There Could Be 7 Outstanding Drama & Comedy Series Nominees
Again, according to Entertainment Weekly, due to a new rule, the Outstanding Drama and Comedy Series categories could have up to seven nominees. Previously, the maximum amount of nominees in these categories was six.
All of These Performers Were Left off of the Ballot
It’s sad, but true: According to GoldDerby, all of the performers listed below were left off of the 2014 Emmy Awards nomination ballot. (Note: While television studios often submit performers’ names for consideration for them, it is ultimately the responsibility of the performers to ensure that they are entered in the race.)

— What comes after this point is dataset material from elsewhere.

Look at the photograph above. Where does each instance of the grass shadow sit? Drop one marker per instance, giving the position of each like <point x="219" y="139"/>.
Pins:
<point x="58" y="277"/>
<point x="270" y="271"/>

Stockard Channing, The Good Wife, Outstanding Guest Actress
Alan Cumming, The Good Wife, Outstanding Supporting Actor
Michael J. Fox, The Good Wife, Outstanding Guest Actor
Hunter Parrish, The Good Wife, Outstanding Guest Actor
Laurence Fishburne, Hannibal, Outstanding Supporting Actor
Cynthia Nixon, Hannibal, Outstanding Guest Actress
Jimmy Smits, Sons of Anarchy, Outstanding Guest Actor
Glenn Fleshler, True Detective, Outstanding Guest Actor
Sarah Michelle Gellar, The Crazy Ones, Outstanding Lead Actress
Brooke Elliott, Drop Dead Diva, Outstanding Lead Actress
Matthew Morrison, Glee, Outstanding Lead Actor
Cloris Leachman, Raising Hope, Outstanding Guest Actress
Rebel Wilson, Super Fun Night, Outstanding Lead Actress
The 2014 Emmy Awards Ceremony is on a Monday
Yes, although most prestigious award shows are held on Sundays, Variety reports that the 2014 Emmy Awards ceremony will be held on a Monday in order to avoid clashing with football. Gosh, football ruins EVERYTHING! JK...but think about it.